1. Each patient is a special case
Professional or sporting context, age, environment and medical history, patient motivation to support the post-operative rehabilitation: the ideal therapeutic option, for the treatment of a shoulder disorder precisely defined, can be modulated according to patient-specific criteria.
In reality, the decision to operate on a patient is taken jointly by a medical team including the family doctor, the anaesthesiologist and the surgeon, in agreement with the patient's motivation.
2. The surgery is not a systematic treatment option
Our 28 years’ experience, exclusively devoted to the pathology of the shoulder, has proved that rehabilitation, when supported by our protocol, is sufficient to stabilize or heal three patients out of four (6,000 patients operated out of 24,000 seen in consultation...)

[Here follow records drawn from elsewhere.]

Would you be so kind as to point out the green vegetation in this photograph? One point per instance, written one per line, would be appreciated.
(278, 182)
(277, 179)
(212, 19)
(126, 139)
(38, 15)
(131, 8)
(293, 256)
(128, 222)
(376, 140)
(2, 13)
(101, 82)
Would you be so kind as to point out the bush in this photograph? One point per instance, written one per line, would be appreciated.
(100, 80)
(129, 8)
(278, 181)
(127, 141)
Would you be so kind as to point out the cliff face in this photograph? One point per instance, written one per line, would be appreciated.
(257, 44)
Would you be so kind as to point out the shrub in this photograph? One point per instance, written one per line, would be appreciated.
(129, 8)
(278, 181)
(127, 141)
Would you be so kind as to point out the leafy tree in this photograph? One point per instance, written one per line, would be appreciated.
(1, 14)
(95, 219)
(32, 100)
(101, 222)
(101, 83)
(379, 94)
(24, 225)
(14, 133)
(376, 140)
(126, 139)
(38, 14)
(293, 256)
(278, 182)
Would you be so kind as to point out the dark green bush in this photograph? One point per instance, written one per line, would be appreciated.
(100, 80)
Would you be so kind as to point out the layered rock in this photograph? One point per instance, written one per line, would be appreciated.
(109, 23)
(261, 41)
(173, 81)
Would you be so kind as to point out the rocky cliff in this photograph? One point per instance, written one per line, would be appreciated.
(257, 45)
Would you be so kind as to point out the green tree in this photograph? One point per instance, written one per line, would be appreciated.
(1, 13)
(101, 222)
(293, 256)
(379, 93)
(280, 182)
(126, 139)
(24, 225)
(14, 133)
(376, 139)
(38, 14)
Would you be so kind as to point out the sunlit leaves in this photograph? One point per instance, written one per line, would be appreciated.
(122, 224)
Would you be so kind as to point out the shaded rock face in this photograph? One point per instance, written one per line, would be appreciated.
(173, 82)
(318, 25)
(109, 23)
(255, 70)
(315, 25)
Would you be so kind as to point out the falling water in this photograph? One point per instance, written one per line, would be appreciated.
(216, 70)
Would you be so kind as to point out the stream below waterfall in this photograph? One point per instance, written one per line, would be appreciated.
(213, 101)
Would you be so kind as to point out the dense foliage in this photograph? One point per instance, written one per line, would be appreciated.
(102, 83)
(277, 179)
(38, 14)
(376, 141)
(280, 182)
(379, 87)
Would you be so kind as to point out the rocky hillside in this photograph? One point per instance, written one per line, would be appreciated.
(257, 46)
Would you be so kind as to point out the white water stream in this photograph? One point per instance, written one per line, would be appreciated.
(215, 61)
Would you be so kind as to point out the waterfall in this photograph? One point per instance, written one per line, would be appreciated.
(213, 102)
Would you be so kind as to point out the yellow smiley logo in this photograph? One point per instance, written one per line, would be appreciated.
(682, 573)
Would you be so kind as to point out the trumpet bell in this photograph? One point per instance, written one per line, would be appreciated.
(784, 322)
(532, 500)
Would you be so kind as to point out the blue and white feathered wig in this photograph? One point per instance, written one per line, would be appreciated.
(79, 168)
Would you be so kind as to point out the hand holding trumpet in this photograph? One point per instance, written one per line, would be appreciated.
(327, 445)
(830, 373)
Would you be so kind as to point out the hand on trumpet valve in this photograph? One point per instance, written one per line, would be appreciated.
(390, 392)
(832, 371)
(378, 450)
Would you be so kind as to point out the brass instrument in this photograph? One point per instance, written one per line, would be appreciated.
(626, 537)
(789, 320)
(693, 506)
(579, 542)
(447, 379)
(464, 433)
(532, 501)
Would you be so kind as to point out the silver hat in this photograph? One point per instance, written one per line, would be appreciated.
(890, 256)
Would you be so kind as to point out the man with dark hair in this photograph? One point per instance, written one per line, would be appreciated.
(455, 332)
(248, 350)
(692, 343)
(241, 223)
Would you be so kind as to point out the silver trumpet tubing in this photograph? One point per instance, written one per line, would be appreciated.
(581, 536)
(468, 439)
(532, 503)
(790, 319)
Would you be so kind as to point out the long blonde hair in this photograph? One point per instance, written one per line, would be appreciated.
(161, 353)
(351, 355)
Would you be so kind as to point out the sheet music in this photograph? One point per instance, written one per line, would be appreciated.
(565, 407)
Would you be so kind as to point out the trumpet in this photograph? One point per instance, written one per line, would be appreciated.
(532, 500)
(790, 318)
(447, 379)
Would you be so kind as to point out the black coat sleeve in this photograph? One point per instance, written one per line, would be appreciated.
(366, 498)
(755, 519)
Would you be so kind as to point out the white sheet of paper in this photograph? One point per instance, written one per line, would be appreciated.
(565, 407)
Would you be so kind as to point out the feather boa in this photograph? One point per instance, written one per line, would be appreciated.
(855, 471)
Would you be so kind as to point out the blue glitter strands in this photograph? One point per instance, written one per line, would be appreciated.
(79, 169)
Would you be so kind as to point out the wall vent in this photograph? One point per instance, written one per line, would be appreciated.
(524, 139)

3. We carry 80% of the surgery by the micro arthroscopic surgical technique
Arthroscopic shoulder surgery allows to operate on a patient without a trace of scarring on the skin, which means almost no risk of infection and a significant reduced post-operative pain.
4. Approximately 20% of our surgeries are typically performed as an "opened surgery": instability surgery for athletes and total shoulder arthroplasty
5. After shoulder surgery, rehabilitation is a key partner with participation up to 50% until the final functional outcome
It is our role to prepare the patient before the procedure by choosing a physiotherapist who knows our protocols and who we trust to support and motivate the patient after surgery.
It is also our role to control post-operative rehabilitation by regularly reviewing our patient, the 15th and 45th day, as well as 3 and 6 months later in consultation, either directly or by using suitable means of communication (ex: Skype®), when the patient lives in a country away from Switzerland.
6. Infiltration of cortisone can decrease transiently, severe shoulder pain
- If this temporary treatment option is supported on an accurate diagnosis.
- If infiltration is performed, either by consulting a specialist shoulder surgeon or by the radiologist under fluoroscopic control.
In all cases, infiltration of cortisone do not address to the cause of the pain, but only to the symptoms.
Beware of repetitive cortisone injections, labelled without radiographic assessment and accurate diagnosis in the pathology of the shoulder to treat!